Remember the Sabbath

Observe the Sabbath day, to keep it holy. Work six days and do everything you need to do. But the seventh day is a Sabbath to God, your God. Don’t do any work—not you, nor your son, nor your daughter, nor your servant, nor your maid, nor your animals, not even the foreign guest visiting in your town. For in six days God made Heaven, Earth, and sea, and everything in them; he rested on the seventh day. Therefore God blessed the Sabbath day; he set it apart as a holy day. Exodus 20:8-11

I worked with a man who was an orthodox Jew. There was an event he was asked to attend that was on a Saturday. He asked me several questions about what he would be required to do because, as orthodox, he was not permitted to work that day. The event was a party, but a direct result of his job. He determined he could attend, but could not make the speech that said what the celebration was for.

At first it seemed overly legalistic. I mean, he could attend, but not help with the preparations. He could have conversation but not make a speech. He couldn’t make the presentation to the award winner. I found his questions tedious and thought it was kind of crazy that handing someone an award as a celebration of their hard work at a party was considered work but attending the party and joining in the celebration for another’s success was okay.

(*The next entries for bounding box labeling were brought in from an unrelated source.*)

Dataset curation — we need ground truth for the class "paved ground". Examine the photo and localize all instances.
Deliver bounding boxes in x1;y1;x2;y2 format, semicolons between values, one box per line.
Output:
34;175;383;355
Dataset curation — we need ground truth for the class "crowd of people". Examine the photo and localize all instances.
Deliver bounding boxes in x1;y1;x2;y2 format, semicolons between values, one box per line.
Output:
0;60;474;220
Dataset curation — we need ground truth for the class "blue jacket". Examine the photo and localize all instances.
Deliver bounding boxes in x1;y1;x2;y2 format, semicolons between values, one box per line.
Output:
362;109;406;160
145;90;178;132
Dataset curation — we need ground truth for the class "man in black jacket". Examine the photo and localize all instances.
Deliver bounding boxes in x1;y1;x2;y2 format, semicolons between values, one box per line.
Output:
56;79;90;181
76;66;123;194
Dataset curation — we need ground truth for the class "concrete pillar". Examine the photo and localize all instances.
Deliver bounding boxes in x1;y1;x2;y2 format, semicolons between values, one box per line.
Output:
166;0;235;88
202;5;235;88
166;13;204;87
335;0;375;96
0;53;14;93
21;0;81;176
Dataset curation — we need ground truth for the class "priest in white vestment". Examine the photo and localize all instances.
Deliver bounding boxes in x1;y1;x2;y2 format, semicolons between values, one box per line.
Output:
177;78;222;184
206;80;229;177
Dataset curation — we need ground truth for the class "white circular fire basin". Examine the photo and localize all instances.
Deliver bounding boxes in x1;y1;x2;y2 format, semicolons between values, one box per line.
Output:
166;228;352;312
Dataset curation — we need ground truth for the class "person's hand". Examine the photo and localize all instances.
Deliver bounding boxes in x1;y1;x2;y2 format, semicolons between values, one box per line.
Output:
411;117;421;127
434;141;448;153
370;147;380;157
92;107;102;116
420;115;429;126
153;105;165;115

Now, years later, I can see the merit of this practice. The sabbath was so important to him that he went out of his way to make sure he kept it. I treat it cavalierly – like a day made for recovery from Saturday night. An opportunity to sleep in, read books, watch TV, hang out with friends. Not that this is all bad – but I really think God gave us this command to replenish us for the week ahead.

Every living thing needs rest. Plants have a dormant season, some animals hibernate. Cats sleep about 18-20 hours a day. Children, in a growth spurt need more rest than usual. We adults consistently try to perform well with 4-5 hours of sleep. We wear it as a badge of courage, claiming to need only five hours a night to feel fully rested. Question – if you make this claim, I assume that you are only getting this many hours per night and you are still performing well – what would happen if you had eight hours a sleep a night? How well would you perform then? Something to consider.

Anyway, I’m really trying to keep the sabbath. It’s hard because it means it takes some planning. I have to do my laundry on Saturday, and sometimes I’m lazy and just don’t get it done, so I end up having to do it on Sunday. It’s not that I think this a great breech of keeping the Sabbath, but it kind of takes the fun and rest out of it. My goals for Sundays is to keep it simple, keep it light. Go to church, go to lunch, come home, take a nap, do what I want. It makes Sunday one of my favorite days of the week. However, I’m not quite sure what to do to keep it holy.